Proponents of stricter firearms controls point to the “gun show loophole” as a source of illegal firearms transactions. Gun shows make space available for private citizens to sell weapons from personal collections, without conducting background checks. The one handgun per month restriction does not apply to such individuals. Applicability of the restriction to private sales, however, was never the intent of the original legislation.

“The perception was that people don’t go to gun shows to buy 50 at a time,” said Beyer. “The way the market worked at the time had to do with the radical operation of gun stores who could deal in volume.”

“Criminals don’t buy guns from private individuals at gun shows, the truth is that 98 percent of guns used in crime come from us,” said Reed. “Criminals will get guns, the solution is tougher laws for criminals.”

Although Virginia has laws in place that guard against falsifying documents when purchasing handguns, it is not required to report a lost or stolen firearm. According to the Bureau of Alcohol, Tobacco, Firearms and Explosives, such leniency creates an atmosphere ripe for gun trafficking via straw purchases.

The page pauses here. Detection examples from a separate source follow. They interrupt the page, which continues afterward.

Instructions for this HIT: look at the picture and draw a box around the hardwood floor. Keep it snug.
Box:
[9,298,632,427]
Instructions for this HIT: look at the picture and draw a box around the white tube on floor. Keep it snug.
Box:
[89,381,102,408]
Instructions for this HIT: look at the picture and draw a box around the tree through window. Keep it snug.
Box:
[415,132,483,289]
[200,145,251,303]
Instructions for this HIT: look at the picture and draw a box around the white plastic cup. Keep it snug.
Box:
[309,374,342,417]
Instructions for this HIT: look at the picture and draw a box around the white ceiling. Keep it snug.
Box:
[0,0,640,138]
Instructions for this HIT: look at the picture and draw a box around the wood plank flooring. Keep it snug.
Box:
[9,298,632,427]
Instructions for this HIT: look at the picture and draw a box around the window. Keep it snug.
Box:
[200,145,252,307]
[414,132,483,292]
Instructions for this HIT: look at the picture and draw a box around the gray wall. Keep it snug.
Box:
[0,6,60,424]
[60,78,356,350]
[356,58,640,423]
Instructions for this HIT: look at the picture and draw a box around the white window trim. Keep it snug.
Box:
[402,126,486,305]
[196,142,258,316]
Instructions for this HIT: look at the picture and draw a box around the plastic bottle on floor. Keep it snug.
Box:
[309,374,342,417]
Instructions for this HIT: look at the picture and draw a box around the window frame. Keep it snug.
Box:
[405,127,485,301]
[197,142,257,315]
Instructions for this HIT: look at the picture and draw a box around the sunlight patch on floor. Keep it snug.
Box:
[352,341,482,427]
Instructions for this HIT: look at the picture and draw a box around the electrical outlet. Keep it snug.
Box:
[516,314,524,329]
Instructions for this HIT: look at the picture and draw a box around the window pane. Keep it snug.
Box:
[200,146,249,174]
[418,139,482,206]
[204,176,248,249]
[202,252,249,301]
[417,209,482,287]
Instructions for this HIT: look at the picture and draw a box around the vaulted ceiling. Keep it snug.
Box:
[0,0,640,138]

In exchange for as little as $10, or an equivalent in drugs, individuals with clean records will purchase a handgun and give the weapon to a ringleader for transportation.

“A straw purchaser is someone saying this gun is for me, then meets a person a few blocks away and gives them the gun,” said Mike Campbell, a spokesperson with the ATF, in a telephone interview. “Most people buy a gun and choose to keep it for a while, newly purchased guns used in crime scenes are more likely to have been trafficked.”

Law enforcement agencies track crime scene guns by following the supply chain, from gun manufacture to wholesaler, dealer and the individual who purchased the gun. If the owner has sold the firearm without keeping a record of the transaction, lost the gun or had it stolen, the trail goes cold.

Law enforcement officers are not involved in the political debate regarding the one handgun per month restriction. “Virginia is an island of loose gun regulations surrounded by states with more stringent controls on firearms,” said Campbell. “It’s not our job to advise states what they can and can not do with their laws. The people of Virginia are the ones who elected their officials.”